Oui, bien-sûr. Alors, en général, je m’entraîne six fois par semaine, j’essaie de garder un jour de repos. Pour moi, c’est important pour le corps et pour la tête aussi, pour garder l’envie et la motivation. Même si j’ai toujours envie d’y aller tous les jours, je me force à garder une journée de récup. En temps normal, je suis à cinq entraînements à pied et un entraînement à vélo. Souvent, ce sont deux footings vallonnés, et deux séances de fractionnés, plus une sortie longue. Et après, la sortie à vélo c’est entre 50 et 100 kilomètres, avec pas mal de dénivelé, parce que j’habite à La Réunion, et c’est vrai qu’à La Réunion, on est toujours en train de monter et descendre, c’est une île, donc c’est compliqué de faire du plat. En plus, j’habite en altitude, donc rien que pour rentrer à la maison, je dois faire quasiment 500 m de D+. Donc en général, j’ai deux footings vallonnés entre 1h et 1h30, deux séances de fractionné : fractionné court/fractionné long, une sortie longue, qui varie de vingt à quarante kilomètres, et une sortie longue à vélo. Et après, en semaine de préparation, ça peut monter si j’ai des objectifs d’ultra, et ça peut être moins si je suis en récupération Si on veut faire une moyenne, c’est à peu près ça. En kilométrage, je suis entre 80 et 100 à pied, et le vélo c’est entre 70 et 80, à peu près.

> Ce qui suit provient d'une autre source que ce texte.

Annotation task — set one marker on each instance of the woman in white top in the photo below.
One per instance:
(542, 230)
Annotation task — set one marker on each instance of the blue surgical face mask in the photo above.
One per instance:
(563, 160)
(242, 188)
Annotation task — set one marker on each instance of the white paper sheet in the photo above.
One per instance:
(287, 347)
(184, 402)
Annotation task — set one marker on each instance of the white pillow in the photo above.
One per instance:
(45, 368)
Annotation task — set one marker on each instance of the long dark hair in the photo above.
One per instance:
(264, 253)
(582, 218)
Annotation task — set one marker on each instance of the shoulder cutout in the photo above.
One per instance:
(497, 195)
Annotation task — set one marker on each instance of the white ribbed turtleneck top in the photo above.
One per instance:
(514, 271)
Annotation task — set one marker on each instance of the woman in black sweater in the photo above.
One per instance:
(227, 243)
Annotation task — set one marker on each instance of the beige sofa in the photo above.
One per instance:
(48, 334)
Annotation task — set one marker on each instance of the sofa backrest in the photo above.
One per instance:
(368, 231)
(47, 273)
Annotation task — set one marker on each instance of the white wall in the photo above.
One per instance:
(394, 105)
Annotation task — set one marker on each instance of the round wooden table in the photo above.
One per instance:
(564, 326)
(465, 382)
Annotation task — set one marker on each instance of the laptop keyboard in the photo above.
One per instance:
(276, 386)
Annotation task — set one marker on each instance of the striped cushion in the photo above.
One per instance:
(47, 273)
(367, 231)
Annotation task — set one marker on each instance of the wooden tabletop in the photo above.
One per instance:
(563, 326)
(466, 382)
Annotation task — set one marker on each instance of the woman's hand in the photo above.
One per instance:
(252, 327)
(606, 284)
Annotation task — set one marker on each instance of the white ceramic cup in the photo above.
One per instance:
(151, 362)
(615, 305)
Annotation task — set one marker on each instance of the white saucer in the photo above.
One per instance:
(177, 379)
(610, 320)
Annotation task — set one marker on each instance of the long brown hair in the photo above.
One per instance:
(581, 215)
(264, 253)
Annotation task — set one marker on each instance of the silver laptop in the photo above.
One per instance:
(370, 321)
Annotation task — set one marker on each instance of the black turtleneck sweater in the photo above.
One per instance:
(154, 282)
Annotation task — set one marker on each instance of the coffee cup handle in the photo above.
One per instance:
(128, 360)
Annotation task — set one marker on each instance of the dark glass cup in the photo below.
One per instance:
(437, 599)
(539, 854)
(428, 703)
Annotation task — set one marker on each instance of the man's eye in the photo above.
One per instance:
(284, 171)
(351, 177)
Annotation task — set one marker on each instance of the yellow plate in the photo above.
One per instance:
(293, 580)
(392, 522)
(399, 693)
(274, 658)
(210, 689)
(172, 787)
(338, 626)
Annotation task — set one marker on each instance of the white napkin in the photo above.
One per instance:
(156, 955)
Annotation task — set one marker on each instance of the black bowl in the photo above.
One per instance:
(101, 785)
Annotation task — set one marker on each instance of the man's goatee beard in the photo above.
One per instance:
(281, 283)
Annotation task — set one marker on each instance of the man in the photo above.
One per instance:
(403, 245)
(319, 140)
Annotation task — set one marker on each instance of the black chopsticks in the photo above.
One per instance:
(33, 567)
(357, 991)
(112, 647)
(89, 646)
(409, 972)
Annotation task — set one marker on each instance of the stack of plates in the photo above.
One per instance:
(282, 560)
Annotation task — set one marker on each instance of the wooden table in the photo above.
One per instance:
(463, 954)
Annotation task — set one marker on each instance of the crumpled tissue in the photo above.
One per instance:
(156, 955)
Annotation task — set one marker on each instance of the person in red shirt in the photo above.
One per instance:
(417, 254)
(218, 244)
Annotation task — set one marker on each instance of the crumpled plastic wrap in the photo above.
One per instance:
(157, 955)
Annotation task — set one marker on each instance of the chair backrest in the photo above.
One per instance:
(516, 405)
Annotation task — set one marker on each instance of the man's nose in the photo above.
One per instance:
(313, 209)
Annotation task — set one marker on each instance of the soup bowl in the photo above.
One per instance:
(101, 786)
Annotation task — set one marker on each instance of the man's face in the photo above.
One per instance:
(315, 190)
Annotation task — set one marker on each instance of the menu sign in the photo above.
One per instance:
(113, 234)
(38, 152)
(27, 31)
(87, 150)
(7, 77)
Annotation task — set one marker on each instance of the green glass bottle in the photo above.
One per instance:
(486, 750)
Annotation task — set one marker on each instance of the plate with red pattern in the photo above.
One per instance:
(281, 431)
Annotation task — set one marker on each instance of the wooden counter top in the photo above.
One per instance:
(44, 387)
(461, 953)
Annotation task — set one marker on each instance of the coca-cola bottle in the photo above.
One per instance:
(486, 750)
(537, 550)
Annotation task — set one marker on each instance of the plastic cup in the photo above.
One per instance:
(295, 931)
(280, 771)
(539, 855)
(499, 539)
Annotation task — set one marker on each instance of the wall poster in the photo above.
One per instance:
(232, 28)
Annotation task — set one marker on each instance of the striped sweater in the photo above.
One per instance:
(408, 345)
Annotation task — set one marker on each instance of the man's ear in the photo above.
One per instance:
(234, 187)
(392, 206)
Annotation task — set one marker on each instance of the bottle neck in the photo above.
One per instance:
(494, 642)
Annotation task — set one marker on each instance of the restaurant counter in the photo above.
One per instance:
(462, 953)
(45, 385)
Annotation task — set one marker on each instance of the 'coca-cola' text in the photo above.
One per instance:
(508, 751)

— Donc vous n’avez pas le temps de vous ennuyer !

Non, je n’ai pas le temps de m’ennuyer, et puis en même temps, je pense que ce n’est pas excessif non plus. Je ne double jamais, je tiens à faire un seul entraînement par jour. Pour moi, deux entraînements par jour, je perdrais la motivation. Une fois, c’est suffisant !

— À ce niveau, on suppose que le mental occupe une place importante. Avez-vous un suivi psychologique, une préparation mentale ?

Non, j’avais été approché par des préparateurs mentaux qui m’avaient proposé leurs services, qui m’avaient un peu présenté ce qu’ils faisaient et en quoi ça pouvait m’être utile. Mais je me suis rendue compte que ce n’était pas forcément utile chez moi, parce que j’ai réussi à faire moi-même ce travail mental, de me dire de ne pas me mettre de pression, de relativiser l’échec, de me dire que je ne joue pas ma vie sur les courses. Le jour où tout ça va s’arrêter, le jour où je n’aurais pas de partenaires, ce n’est pas grave, je continuerais quand même à courir parce que j’adore courir, c’est ma passion et mon plaisir. Je n’ai pas de stress particulier à l’approche des courses. Je pense que, souvent, la préparation mentale ça aide peut-être à arriver plus serein, à être un peu moins dans le stress. Le fait d’avoir tenté de travailler un peu tout ça avec un préparateur, ça m’avait fait l’effet inverse. Ça m’avait plus stressée qu’autre chose ! Donc je me suis rendue compte qu’en fait, je n’avais pas besoin de ça et que malgré tout, même si on fait de la compétition, qu’on a des partenaires et qu’on en vit un petit peu, ça reste une passion et il ne faut pas oublier que ça reste un loisir, et pas notre travail. Donc je n’ai jamais trop eu besoin finalement de préparateur mental.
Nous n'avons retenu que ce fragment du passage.